I have $$f^{-1}(O)=(f|_A)^{-1}(O)\cup (f|_B)^{-1}(O).$$

And from the continuity of $$f|_A$$ and $$f|_B$$, I have $$(f|_A)^{-1}(O)\in \mathcal O_{\mathbb R}^A,\ (f|_B)^{-1}(O)\in \mathcal O_{\mathbb R}^B.$$ So there exists $$O_1, O_2\in \mathcal O_{\mathbb R}$$ s.t. $$(f|_A)^{-1}(O)=A\cap O_1,\ (f|_B)^{-1}(O)=B\cap O_2.$$

Then, \begin{align} f^{-1}(O) &=(f|_A)^{-1}(O)\cup (f|_B)^{-1}(O)\\ &=(A\cap O_1) \cup (B\cap O_2) \end{align}

So, to show $$f^{-1}(O)\in \mathcal O_{\mathbb R}^X$$, I want to say $$(A\cap O_1) \cup (B\cap O_2) =X\cap [\mathrm{an \ element \ of\ } \mathcal O_{\mathbb R}]. \ \cdots (\ast)$$

But I'm stacked here. I don't know how I should show $$(\ast)$$.

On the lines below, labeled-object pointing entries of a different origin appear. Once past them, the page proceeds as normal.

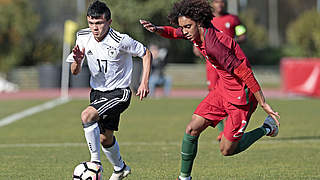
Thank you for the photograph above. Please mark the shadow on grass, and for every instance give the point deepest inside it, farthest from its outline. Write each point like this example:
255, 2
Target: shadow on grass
295, 138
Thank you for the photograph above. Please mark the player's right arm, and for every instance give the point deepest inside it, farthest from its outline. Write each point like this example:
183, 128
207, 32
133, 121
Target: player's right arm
78, 56
164, 31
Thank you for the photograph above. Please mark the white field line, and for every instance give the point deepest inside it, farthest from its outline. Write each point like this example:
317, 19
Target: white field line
48, 145
28, 112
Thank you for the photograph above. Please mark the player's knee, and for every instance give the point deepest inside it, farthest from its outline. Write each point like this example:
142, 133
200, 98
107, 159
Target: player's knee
87, 116
191, 130
107, 140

• That is false, see for instance $X=\Bbb R$, $A=(-\infty,0)$, $B=[0,\infty)$ and $f(x)=\begin{cases}0&\text{if }x\ge 0\\ 1&\text{if }x<0\end{cases}$. Oct 27, 2022 at 16:44
• In topology "disjoint union" does not mean the union of disjoint subspaces, but the union of disjoint $A, B$ which are both open in $A \cup B$. Oct 27, 2022 at 16:50
• The question clearly indicates that $A, B$ are disjoint sets. And then it's false, as Sassatelli Giulio's example shows.
– Ulli
Oct 27, 2022 at 17:48
• Of course, if $A, B$ are disjoint, open sets its true. But there is a more powerful version: It suffices that $A, B$ are closed sets, whose union is $X$ (not necessarily disjoint). Try to prove this one, it is really helpful in many situations.
– Ulli
Oct 27, 2022 at 18:19

$$\Longleftarrow$$ is false. In his comment Sassatelli Giulio gave the counterexample $$X = \mathbb R, A = (-\infty,0), B= [0,\infty), f(x) = \begin{cases} 1 & x \in A \\ 0 & x \in B\end{cases}$$.

But, as Paul Frost comments, perhaps you misunderstood the concept of disjoint union in topology. A space $$X$$ is the disjoint union of subspaces $$A, B$$ if

1. $$A \cup B = X$$.
2. $$A \cap B = \emptyset$$.
3. $$A, B$$ are open in $$X$$.

Note that 3. is equivalent to the requirement that $$A, B$$ are closed in $$X$$.

In your question you consider the case $$X \subset \mathbb R$$. Condition 3. does not mean that $$A, B$$ are open (or closed) in $$\mathbb R$$. An example is $$X = (0,1] \cup [2,3), A = (0,1], B = [2,3)$$.

Now forget that $$X \subset \mathbb R$$. We only need to know that it is a topological space.

To show that $$f$$ is continuous, we have to show that for $$f^{-1}(U)$$ is open in $$X$$ for each open $$U \subset \mathbb R$$. We know that $$(f \mid_A)^{-1}(U) = f^{-1}(U) \cap A$$ is open in $$A$$ and $$(f \mid_B)^{-1}(U) = f^{-1}(U) \cap B$$ is open in $$B$$. But $$A$$ and $$B$$ are open in $$X$$, thus also $$f^{-1}(U) \cap A$$ and $$f^{-1}(U) \cap B$$ are open in $$X$$. Therefore $$f^{-1}(U) = f^{-1}(U) \cap A \cup f^{-1}(U) \cap B$$ is open in $$X$$.